Click here to learn more about the Shriners' Children's Hospital.




17. Windatt Phillipps House 1903

W. A. Windatt was the President of The Windatt Coal Company and lived in the house until his death in 1924. Mr. Hugh Phillipps occupied the house ca. 1928. Phillips had been the “Special Prosecutor of all strikers in the Winnipeg General Strike of 1919”.




18. Leslie House 1905

John Leslie was a prominent furniture dealer and lived in this house until the late 1910s.




19. Robinson House 1911

Jeremiah Robinson moved to Winnipeg in 1882 and opened a Men’s and Women’s clothing department store at Portage & Main. By 1928, his business covered over half an acre of land on three storeys of building. Robinson lived in this house until the late 1920s. The house was purchased by Henry W. Manning, Vice-President of Great West Life Assurance Company.




20. 761 Wellington Crescent, A. E. Cubbidge, Architect 1930 - 1935

One of the best surviving examples of the opulent residences built by Winnipeg’s “Grain Barons”. 761 Wellington Crescent was built by Norma Lawrence Leach who was born in Toronto and commenced a career in the grain industry in 1909 when he joined the National Elevator Company in Winnipeg. Leach worked for firms such as Searle Grain, Home Grain, Northland Elevator, Grain Insurance and Guarantee and eventually became a director of the Royal Bank of Canada. He also served as a Director of the Manitoba Sugar Beet Company and was President of the Winnipeg Grain Exchange from 1920 - 1921.

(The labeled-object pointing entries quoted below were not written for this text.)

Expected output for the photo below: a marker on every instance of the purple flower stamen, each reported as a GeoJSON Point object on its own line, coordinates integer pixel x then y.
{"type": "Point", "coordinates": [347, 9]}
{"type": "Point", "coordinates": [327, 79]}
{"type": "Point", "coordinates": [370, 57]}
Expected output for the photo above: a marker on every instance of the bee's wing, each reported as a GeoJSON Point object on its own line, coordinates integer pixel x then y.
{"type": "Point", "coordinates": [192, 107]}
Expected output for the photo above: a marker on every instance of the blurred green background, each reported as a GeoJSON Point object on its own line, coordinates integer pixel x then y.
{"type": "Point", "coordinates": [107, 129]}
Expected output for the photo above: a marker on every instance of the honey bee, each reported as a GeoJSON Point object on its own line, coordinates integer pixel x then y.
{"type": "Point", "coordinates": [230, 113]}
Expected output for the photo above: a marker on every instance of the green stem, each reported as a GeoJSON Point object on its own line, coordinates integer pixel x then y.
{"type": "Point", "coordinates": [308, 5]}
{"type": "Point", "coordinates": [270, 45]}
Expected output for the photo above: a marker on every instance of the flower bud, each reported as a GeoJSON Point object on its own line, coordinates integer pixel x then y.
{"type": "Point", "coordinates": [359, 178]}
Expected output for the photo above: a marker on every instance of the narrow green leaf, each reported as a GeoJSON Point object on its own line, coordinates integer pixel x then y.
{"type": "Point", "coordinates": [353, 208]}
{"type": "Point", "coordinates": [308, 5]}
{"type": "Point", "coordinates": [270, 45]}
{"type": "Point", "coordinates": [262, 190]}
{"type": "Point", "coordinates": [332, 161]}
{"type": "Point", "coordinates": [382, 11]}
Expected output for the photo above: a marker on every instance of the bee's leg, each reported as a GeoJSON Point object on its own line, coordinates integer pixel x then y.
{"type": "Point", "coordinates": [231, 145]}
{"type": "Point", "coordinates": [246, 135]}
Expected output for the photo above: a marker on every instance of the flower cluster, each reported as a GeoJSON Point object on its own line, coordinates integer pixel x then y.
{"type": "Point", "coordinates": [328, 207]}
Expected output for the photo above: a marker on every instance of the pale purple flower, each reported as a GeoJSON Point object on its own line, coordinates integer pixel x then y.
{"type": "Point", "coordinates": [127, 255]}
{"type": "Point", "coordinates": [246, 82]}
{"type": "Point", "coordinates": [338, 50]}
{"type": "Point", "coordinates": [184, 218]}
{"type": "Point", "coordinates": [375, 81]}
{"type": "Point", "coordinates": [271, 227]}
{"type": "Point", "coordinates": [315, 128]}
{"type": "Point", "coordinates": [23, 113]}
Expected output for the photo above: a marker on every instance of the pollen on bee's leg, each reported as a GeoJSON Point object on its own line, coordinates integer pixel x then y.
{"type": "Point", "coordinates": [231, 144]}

21. Eaton Mansion, A. E. Cubbidge, Architect 1932

This house’s first occupant was James M. Gilchrist but it is better known for its second owners Gilbert and Marjorie Eaton who were members of the famous department store family.




22. Sures House 1933 (Destroyed By Fire 2014.

1021 Wellington Crescent was the creation not of a grain baron but a developer, F. R. Lount. The building was a prime example of Norman Tudor Style architecture which emphasized large rusticated chimneys, small windows, brick detailing and a steeply pitched roof.




23. Sara House 1915

R. A. Sara came to Winnipeg in 1911 to become engineer of the City of Winnipeg Light and Power Department. His residence is marked by a large wrap around porch made of natural river-washed stone.




24. Bank Of Toronto, Northwood & Chivers, Architects 1929

Designed by some of Winnipeg’s most prominent architects, Northwood & Chivers other works include the Wellington Apartments 264-276 Wellington Crescent, Canadian Wheat Board Building 423 Main Street, Assiniboine Park Pavilion 1929, Queenston School 245 Queenston Street, Winnipeg Civic Auditorium 200 Vaughan Street (now the Provincial Archives).




25. Archibald Wright House 1881

694 Academy Road precedes any other Academy Road residence. In 1905, 3000 acres of farmland were purchased from the Wright family for $540,000 and would become the Town of Tuxedo. Another parcel was purchased by the Province of Manitoba for an agricultural college and is now the Asper Jewish Community Campus, 1 block West.